Another industry leader added, “We’ve definitely found the fastest growing type of content for us is vertical swipe stories. Consumers find it very engaging. If we’re lucky that we have a product that constantly produces clips because generally swipe stories have been very successful, and are easily sponsored.”

The reason this content is so successful, noted the publisher whose site has been active since the 90s, is that it imitates the other content that younger (Gen Z and Millennial) consumers are engaging with daily on social media. While no one knows what will happen in the future, this publisher predicts short-form video content will continue to drive ad revenue.

From a user experience perspective, studies have shown that vertical videos are inherent to the nature of how people use their phones making that experience more immersive. Also, swiping stories is not only more interactive it makes users feel as if they are getting access to exclusive content, which makes this opportunity prime for advertisers looking to sponsor these experiences. And with video ad spend projected to reach $55.2B in 2023, the time is ripe for publishers to dive into this opportunity.

Talking Through Publisher Pain Points

When we initially brought up workflow and data issues, it seemed that no one really wanted to talk about where the challenges were. Then one publisher mentioned standardization as a huge hurdle for ensuring everything runs smoothly.

“The connections break constantly, maybe because of a change a partner makes. A partner’s column for email reports stops running daily, or they have a comma that wasn’t there before and it’s really frustrating. There’s not a ton of standardization with all the different analytic UIs. Maybe some SSPs are not as sophisticated as others, but now we’re running into the issue of they either don’t prioritize being able to email reports or they simply ‘don’t do’ email reporting. It’s an industry issue, I think it’s a non-standardization issue, and it’s painful,” this publisher explained.

The problems of data breakages today are the same as 10 years ago, noted another publisher. Getting your data isn’t a streamlined process and by the time you get your analytics, it is often too late to make actionable decisions.

Those in attendance agreed that it is important to standardize the way data is presented to make sure everyone is speaking the same language.
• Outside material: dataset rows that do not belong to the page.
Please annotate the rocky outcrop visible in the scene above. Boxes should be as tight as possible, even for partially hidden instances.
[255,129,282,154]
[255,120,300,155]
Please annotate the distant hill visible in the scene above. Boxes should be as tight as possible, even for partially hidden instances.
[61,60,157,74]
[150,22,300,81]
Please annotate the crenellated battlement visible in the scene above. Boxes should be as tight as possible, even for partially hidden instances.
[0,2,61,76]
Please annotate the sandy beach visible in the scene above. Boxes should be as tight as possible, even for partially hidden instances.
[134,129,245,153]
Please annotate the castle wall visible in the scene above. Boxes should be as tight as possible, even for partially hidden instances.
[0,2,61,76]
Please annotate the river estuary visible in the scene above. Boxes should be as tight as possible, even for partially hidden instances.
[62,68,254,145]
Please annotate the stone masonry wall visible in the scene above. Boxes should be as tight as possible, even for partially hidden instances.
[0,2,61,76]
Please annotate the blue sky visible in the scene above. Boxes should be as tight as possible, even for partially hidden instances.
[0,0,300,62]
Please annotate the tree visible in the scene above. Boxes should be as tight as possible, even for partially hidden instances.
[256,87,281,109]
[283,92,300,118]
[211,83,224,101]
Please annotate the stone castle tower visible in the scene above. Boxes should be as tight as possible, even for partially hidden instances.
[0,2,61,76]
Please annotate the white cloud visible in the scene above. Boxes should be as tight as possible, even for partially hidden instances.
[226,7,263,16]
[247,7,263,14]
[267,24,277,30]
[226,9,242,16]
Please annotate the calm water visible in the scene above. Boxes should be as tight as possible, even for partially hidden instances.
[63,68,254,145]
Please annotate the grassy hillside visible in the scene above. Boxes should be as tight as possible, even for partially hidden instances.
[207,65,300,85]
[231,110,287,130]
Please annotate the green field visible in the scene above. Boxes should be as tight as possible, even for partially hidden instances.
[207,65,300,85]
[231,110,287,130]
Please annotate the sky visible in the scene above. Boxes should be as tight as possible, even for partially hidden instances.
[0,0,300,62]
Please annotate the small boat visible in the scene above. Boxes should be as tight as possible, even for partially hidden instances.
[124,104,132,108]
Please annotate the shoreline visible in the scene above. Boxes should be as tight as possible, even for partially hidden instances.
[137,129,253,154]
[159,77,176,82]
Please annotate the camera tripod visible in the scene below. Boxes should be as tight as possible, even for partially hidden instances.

The majority also agreed it is difficult to get valuable information out of analytical data if there is a ton of data collected because it can lead to information overload.

Differentiation in a Changing World

As the industry continues to evolve, partnerships do too. One participant said it is harder than ever to sell directly because of the ability to procure and manage channels and TV deals. “In direct sales now you have to go in with something unique and differentiated that’s going to stand out. Something that’s maybe even PR worthy.”

Heading into Q4, there are a lot of things that are changing or are uncertain, particularly as first-party data becomes the norm. Looking forward, one advantage we have is the experience of being part of an industry that is always evolving, which makes it easier to roll with these changes as they come.

In today’s landscape, with advertisers tightening their campaign budgets, publishers face the challenge of standing out to attract brands to their platforms. The key to success lies in the ability to provide comprehensive performance data that’s easily accessible to all relevant teams. Without it, opportunities for increased revenue go untapped.

Empowering AdOps with enhanced tools and streamlined workflows to share these valuable insights could revolutionize how client-facing teams engage with advertisers. Armed with data-backed insights, they can foster more meaningful discussions on campaign performance.

The ripple effect? Not only does this foster repeat business but also positions publishers with the data-driven arsenal needed to attract new advertisers within their niche. It’s all about unlocking untapped potential in a changing ad tech landscape.